La Débâcle

La Débâcle (paragraphe n°1063)

Partie : DEUXIEME PARTIE, chapitre I

Malgré le danger, il se haussait, il s'entêtait à vouloir se rendre compte. Sur la droite, les prairies inondées par ordre du gouverneur, le vaste lac qui s'étendait de Torcy à Balan, protégeait la ville : une nappe immobile, d'un bleu délicat au soleil matinal. Mais l'eau cessait à l'entrée de Bazeilles, et les Bavarois s'étaient en effet avancés, au travers des herbes, profitant des moindres fossés, des moindres arbres. Ils pouvaient être à cinq cents mètres ; et ce qui le frappait, c'était la lenteur de leurs mouvements, la patience avec laquelle ils gagnaient du terrain, en s'exposant le moins possible. D'ailleurs, une puissante artillerie les soutenait, l'air frais et pur s'emplissait de sifflements d'obus. Il leva les yeux, il vit que la batterie de Pont-Maugis n'était pas la seule à tirer sur Bazeilles : deux autres, installées à mi-côte du Liry, avaient ouvert leur feu, battant le village, balayant même au-delà les terrains nus de la Moncelle, où étaient les réserves du 12e corps, et jusqu'aux pentes boisées de Daigny, qu'une division du 1er corps occupait. Toutes les crêtes de la rive gauche, du reste, s'enflammaient. Lescanons semblaient pousser du sol, c'était comme une ceinture sans cesse allongée : une batterie à Noyers qui tirait sur Balan, une batterie à Wadelincourt qui tirait sur Sedan, une batterie à Frénois, en dessous de la Marfée, une formidable batterie, dont les obus passaient par-dessus la ville, pour aller éclater parmi les troupes du 7e corps, sur le plateau de Floing.

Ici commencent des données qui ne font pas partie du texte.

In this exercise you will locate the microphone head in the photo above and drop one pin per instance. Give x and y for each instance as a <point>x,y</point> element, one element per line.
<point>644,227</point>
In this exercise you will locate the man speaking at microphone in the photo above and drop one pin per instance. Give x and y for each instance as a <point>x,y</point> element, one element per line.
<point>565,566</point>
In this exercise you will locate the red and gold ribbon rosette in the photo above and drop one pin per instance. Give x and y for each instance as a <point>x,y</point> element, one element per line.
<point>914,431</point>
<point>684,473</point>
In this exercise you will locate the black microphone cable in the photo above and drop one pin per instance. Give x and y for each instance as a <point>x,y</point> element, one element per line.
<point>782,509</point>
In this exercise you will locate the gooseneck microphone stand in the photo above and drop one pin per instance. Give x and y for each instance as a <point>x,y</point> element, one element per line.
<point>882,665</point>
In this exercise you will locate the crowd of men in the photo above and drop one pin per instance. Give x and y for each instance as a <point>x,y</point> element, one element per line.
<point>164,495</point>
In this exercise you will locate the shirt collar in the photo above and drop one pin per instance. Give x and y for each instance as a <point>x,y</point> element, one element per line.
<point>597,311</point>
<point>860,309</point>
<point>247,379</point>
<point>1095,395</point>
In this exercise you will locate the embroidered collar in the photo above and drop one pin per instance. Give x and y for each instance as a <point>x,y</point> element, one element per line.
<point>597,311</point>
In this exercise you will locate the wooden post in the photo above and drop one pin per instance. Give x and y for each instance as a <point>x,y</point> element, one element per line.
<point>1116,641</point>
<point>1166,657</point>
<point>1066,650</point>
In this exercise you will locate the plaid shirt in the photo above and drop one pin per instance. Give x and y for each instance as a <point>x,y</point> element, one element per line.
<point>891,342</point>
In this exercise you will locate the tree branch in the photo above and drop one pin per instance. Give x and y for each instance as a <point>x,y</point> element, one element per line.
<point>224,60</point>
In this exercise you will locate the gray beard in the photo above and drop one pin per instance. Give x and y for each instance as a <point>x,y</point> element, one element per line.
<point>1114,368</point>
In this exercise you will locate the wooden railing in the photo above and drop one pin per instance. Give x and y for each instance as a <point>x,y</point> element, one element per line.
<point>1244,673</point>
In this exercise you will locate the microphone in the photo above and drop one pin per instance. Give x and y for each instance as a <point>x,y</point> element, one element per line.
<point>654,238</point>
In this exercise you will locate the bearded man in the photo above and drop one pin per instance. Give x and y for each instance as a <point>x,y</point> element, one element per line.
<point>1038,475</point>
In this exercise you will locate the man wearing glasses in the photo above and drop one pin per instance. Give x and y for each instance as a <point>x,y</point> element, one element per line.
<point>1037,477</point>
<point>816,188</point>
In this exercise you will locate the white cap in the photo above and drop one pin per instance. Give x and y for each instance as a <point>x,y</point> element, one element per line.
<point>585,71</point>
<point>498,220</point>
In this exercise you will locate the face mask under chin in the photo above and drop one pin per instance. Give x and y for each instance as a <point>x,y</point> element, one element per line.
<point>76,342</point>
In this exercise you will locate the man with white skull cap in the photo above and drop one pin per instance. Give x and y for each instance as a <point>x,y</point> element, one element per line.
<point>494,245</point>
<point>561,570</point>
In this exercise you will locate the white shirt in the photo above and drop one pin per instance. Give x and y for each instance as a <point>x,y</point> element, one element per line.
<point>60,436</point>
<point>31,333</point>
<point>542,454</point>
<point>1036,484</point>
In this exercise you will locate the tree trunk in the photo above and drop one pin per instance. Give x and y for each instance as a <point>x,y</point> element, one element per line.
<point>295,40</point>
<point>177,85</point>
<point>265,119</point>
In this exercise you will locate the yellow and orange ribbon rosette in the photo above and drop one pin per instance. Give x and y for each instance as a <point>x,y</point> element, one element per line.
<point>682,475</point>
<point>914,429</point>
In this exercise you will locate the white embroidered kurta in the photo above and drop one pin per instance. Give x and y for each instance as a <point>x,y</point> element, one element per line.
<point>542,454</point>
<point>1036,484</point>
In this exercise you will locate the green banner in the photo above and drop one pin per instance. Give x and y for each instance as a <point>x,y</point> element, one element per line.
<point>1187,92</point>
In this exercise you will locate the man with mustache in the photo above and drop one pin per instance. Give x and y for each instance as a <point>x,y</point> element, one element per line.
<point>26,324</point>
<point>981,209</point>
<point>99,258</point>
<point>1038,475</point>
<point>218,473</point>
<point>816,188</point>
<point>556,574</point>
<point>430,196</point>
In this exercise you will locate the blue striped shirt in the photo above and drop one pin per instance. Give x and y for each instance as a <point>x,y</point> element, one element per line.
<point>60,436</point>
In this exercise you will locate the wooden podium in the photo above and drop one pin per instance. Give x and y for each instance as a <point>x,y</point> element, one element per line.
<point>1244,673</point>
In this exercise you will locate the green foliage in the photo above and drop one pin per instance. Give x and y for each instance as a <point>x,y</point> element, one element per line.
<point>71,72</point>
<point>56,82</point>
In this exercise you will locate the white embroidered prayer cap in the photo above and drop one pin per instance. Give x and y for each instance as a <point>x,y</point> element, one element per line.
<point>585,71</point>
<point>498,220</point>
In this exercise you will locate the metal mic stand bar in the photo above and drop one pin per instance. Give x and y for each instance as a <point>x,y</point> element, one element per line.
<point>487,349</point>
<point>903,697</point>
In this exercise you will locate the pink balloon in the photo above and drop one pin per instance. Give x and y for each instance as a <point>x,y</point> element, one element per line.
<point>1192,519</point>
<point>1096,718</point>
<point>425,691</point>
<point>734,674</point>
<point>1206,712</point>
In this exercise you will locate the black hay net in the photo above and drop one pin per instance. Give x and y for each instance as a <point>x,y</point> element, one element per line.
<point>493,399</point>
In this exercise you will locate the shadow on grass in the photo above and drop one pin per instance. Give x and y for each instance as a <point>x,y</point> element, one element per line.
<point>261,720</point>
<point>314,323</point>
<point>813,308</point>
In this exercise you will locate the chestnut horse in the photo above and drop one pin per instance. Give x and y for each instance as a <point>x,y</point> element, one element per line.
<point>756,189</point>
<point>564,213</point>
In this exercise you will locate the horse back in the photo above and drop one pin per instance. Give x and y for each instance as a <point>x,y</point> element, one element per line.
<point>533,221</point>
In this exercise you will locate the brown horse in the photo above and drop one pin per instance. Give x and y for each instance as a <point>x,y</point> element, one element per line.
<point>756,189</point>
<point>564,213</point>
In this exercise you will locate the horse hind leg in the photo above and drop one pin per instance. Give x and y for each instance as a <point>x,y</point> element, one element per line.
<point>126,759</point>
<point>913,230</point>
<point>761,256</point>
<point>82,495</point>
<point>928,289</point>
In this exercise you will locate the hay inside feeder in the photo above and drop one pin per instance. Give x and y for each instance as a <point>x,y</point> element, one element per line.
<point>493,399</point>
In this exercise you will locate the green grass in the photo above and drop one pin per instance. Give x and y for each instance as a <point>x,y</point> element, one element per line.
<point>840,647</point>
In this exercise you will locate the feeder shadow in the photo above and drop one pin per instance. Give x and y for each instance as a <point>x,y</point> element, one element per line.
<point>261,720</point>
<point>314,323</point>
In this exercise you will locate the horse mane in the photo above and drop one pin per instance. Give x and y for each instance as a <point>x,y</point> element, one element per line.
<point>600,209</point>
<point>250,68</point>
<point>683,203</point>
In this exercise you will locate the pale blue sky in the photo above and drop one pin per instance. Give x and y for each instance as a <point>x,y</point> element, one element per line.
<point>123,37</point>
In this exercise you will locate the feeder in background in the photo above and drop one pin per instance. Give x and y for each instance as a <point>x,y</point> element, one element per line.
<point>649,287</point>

Ces coteaux qu'il aimait, cette suite de mamelons qu'il avait toujours crus là pour le plaisir de la vue, fermant au loin la vallée d'une verdure si gaie, Weiss ne les regardait plus qu'avec une angoisse terrifiée, devenus tout d'un coup l'effrayante et gigantesque forteresse, en train d'écraser les inutiles fortifications de Sedan.